Acupuncture is a feasible, safe, and acceptable therapy in ICU settings for patients with diversity backgrounds [36]. The therapeutic advantage of using acupuncture as an adjuvant therapy lies in the fact that the combination benefits the respiration of ICU patients on ventilation machine and helps weaning from prolonged ventilation [37]. The application of transcutaneous electrical nerve stimulation on acupuncture points has been shown to decrease the level of pain and opioid consumption in intubated patients connected to mechanical ventilators [38]. In addition, combined therapy of acupuncture with herbal medicine has been found to reduce the incidence of delirium in patients with cardiovascular disease in ICUs [39]. Furthermore, it is known that acupuncture with oral administration of essential amino acids is more effective and the combination can increase muscle mass in a relatively shorter time than treatment with the essential amino acids alone [11]. Recent studies have demonstrated that acupuncture can counteract skeletal muscle atrophy by increasing IGF-1 levels and by stimulating muscle regeneration [40]. In this report, we designed a single-blinded, randomized, sham-procedure-controlled, clinical trial with a 3-month follow-up for the assessment of the efficacy of acupuncture combined with rehabilitation training in patients with ICUAW. Successful completion of the proposed clinical trial will provide strong evidence that the therapeutic regimen of acupuncture combined with rehabilitation training is more effective than the rehabilitation training alone for the treatment of the ICUAW. The findings of this study could help to develop a better strategy for the treatment of the ICUAW disease and expand the application of acupuncture technique in clinical settings.

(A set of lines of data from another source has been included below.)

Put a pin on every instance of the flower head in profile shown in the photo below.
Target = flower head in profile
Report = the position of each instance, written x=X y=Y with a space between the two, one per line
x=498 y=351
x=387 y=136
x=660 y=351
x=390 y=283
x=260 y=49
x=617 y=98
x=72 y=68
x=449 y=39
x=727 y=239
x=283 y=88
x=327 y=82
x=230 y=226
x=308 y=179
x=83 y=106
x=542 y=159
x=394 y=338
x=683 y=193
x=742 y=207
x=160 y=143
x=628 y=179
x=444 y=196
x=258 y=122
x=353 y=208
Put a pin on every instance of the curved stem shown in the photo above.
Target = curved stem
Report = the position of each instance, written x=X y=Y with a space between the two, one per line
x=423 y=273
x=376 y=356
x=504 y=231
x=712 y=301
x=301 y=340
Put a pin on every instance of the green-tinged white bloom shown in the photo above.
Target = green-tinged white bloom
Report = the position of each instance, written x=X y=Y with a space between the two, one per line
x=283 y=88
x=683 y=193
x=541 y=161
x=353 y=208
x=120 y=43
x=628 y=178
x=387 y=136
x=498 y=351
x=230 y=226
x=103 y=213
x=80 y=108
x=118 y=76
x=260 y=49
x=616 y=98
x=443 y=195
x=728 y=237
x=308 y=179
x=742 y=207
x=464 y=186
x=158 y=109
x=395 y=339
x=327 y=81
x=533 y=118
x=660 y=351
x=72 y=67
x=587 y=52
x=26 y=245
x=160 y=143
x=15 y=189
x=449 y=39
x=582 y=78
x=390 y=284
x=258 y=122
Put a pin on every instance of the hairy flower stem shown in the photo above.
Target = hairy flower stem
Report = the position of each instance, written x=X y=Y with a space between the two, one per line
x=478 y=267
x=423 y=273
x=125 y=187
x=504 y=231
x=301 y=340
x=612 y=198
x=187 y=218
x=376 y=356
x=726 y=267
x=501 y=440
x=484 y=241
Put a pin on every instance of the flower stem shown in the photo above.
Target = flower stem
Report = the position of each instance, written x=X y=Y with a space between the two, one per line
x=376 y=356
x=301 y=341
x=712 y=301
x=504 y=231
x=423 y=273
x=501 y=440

In this study, we proposed the use of muscular ultrasonography to evaluate the muscle strength by visualizing the muscle’s cross-sectional area, layer thickness, and echo intensity based on the grayscale and penetration angle [41]. This is because the ultrasonic measurement of muscle thickness can be used to assess the presence of sarcopenia, and the echo intensity can be associated with muscle strength and correlated with the risk of frailty in elderly outpatients [25, 26]. We believe that muscle ultrasound can reliably detect the pathological changes of ICUAW [41]. Our study will address whether this treatment will affect the quadriceps femoris muscle area, thickness, vastus intermediate muscle thickness, subcutaneous tissue thickness, ultrasonic intensity of the rectus femoris, and MBI and MRC total scores in the long term after the last treatment.

Data Availability

The data used to support the findings of this study will be available from the corresponding author upon request.

Disclosure

The Shanghai General Hospital Affiliated to Shanghai Jiaotong University has ownership of the data, but does not have rights to the interpretation of data or influence over the processes in this study.

Conflicts of Interest

The authors declare that there is no conflict of interest for the publication.

Acknowledgments

The authors acknowledge the Shanghai University of Traditional Chinese Medicine in Shanghai and Professor Pinxian Huang for her statistical support of this protocol. The authors also appreciate the technological support from the Shanghai Public Health Clinical Center, Fudan University, and Dr. Rong Chen. The authors also appreciate the cooperation of the participants in this trial. This study was supported by grants from the Shanghai Municipal Health Bureau (2020LP010, ZY(2018-2020)-FWTX-8008) and the National Natural Science Foundation of China (81403470).